A message about the previous post on finding queries in a SQL Memory Dump file:

Back in October I did a post on finding queries in SQL Server Memory Dumps.  It has been a popular topic, but some have had difficulties following it.  After reviewing this with a reader, I realized there was an issue with this post for 64 bit dumps.  Rather than make corrections, I decided I’d do another example here so we can learn more from the issue with that post and use this opportunity to view another dump.

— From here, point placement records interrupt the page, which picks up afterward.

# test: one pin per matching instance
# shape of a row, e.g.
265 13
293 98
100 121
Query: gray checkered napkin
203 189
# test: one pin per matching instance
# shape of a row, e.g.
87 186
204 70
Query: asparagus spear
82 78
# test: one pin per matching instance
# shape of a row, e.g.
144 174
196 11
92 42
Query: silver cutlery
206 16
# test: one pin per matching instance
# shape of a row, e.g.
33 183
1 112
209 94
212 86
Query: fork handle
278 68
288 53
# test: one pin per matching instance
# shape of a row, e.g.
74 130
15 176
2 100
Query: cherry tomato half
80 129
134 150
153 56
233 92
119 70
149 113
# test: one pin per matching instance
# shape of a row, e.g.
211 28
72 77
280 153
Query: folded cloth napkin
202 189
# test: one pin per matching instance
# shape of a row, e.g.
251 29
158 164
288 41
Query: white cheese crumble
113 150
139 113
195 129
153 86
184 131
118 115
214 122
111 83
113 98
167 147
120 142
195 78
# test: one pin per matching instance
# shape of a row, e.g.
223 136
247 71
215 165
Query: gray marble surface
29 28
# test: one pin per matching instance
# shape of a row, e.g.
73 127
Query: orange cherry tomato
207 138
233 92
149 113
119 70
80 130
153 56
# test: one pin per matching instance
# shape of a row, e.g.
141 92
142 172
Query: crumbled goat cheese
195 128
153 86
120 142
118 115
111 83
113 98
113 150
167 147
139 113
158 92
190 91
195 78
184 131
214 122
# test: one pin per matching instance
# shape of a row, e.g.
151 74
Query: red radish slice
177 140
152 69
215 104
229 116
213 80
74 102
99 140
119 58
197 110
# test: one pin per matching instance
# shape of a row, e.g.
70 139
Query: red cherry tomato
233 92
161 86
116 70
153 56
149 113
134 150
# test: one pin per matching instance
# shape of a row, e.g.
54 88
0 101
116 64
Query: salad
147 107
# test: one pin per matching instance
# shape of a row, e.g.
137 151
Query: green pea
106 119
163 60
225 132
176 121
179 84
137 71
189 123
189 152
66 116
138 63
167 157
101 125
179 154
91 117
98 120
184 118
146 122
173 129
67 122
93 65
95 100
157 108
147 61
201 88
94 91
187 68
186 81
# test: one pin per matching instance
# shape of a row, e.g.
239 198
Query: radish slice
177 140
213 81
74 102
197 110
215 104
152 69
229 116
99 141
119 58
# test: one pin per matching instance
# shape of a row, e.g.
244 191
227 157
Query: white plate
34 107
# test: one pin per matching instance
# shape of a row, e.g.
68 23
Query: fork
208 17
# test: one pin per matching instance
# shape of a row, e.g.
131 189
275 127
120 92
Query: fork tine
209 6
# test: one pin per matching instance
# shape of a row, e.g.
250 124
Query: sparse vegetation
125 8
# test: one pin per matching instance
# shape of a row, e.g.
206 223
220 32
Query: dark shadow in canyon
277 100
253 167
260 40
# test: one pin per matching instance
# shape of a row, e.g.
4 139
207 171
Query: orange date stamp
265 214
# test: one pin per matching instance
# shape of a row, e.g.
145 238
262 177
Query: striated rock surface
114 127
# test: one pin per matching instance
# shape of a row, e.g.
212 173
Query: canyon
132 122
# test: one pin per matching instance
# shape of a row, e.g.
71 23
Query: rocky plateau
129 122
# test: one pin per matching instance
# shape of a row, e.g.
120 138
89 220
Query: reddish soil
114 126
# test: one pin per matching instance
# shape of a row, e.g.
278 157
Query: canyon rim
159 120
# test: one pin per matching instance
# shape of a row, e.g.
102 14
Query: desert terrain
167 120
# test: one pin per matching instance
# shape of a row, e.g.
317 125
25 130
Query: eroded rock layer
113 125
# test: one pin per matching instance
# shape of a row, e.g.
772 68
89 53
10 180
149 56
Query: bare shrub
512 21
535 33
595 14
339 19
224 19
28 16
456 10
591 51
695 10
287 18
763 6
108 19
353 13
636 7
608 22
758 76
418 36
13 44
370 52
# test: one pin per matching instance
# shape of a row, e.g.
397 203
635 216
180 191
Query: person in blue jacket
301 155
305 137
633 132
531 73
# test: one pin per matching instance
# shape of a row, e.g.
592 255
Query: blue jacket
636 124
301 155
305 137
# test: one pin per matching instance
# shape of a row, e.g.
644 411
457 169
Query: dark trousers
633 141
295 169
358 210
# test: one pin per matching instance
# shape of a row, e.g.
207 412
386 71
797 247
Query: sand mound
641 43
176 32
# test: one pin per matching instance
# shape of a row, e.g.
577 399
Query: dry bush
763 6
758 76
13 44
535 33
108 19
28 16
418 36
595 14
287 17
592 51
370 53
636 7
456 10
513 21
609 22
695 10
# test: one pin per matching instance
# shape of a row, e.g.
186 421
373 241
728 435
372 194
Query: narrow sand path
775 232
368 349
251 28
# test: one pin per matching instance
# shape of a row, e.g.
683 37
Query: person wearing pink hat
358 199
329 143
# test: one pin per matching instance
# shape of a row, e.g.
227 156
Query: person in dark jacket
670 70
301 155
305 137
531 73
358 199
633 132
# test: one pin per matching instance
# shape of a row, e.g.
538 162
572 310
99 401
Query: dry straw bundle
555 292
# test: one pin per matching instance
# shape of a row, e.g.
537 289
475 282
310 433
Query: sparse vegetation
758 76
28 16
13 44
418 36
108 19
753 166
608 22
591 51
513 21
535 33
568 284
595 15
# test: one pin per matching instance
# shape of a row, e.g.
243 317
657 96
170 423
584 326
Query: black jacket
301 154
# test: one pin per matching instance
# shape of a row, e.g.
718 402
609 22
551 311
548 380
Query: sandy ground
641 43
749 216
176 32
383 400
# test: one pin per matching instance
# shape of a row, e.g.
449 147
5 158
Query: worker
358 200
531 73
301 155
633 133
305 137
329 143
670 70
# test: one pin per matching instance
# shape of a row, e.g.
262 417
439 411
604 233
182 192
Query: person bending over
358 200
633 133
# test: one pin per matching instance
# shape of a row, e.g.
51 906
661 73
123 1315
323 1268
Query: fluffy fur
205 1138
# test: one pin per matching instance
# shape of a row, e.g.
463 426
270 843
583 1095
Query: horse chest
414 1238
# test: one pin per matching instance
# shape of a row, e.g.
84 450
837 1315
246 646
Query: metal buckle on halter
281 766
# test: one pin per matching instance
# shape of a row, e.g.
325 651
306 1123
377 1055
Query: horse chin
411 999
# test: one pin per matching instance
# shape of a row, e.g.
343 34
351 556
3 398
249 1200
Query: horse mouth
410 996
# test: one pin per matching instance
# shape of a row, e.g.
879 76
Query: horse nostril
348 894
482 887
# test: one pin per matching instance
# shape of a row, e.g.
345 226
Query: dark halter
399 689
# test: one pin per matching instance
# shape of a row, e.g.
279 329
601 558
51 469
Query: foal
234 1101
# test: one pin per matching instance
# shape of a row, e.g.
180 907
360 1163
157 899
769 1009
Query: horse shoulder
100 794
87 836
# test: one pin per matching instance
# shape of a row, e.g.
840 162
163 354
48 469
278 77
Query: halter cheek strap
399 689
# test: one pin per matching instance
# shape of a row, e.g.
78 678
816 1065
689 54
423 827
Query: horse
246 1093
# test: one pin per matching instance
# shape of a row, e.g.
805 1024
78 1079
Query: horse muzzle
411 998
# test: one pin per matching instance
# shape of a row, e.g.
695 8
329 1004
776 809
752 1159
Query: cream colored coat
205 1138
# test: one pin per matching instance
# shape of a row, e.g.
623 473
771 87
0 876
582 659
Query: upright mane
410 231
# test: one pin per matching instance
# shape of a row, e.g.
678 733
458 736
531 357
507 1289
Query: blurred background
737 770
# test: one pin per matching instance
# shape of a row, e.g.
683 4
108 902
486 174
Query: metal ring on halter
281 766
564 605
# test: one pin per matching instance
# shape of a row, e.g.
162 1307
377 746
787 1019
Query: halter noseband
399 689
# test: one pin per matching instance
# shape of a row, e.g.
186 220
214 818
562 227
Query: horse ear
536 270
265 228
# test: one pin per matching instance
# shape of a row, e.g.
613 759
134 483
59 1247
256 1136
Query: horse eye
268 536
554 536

The dump analysis detailed in that post worked as described in the post.  However, in my attempt to convert the necessary steps taken from using internal symbols to something that can be applied using public symbols (dumping the right addresses with the right offsets), I mistakenly used the ‘dd’ command.  The ‘dd’ command dumps what we call double words.  Double words are 32 bits – or 32 bit addresses.  The architecture of the system used for that post is 64 bit.  Ironically this worked fine and went undetected in my previous example because the higher order digits were all zero – likely because my test box’s memory had not been stressed enough to use any higher range memory addresses.  Therefore the lower 8 digits in the hex number (the right half) representing our memory addresses worked with ‘dd’ because the bottom half is 32 bits  (0xFFFFFFFF) and the leading zeros in the higher 32 bits were not significant.  Then when applying this method to a system that was under greater memory pressure, we begin to see those higher ordered digits on a 64 bit machine being used.  The ‘dd’ doesn’t work for this.  So, we’ll now use ‘dq’ to dump quad words.  This will accurately display our 64 bit memory addresses and work more reliably on 64 architecture.  The previous post would work fine for 32 bit architecture.  Remember, we only need to use ‘dq’ with 64 bit addresses.  Otherwise, ‘dd’ is appropriate for 32 bit addresses.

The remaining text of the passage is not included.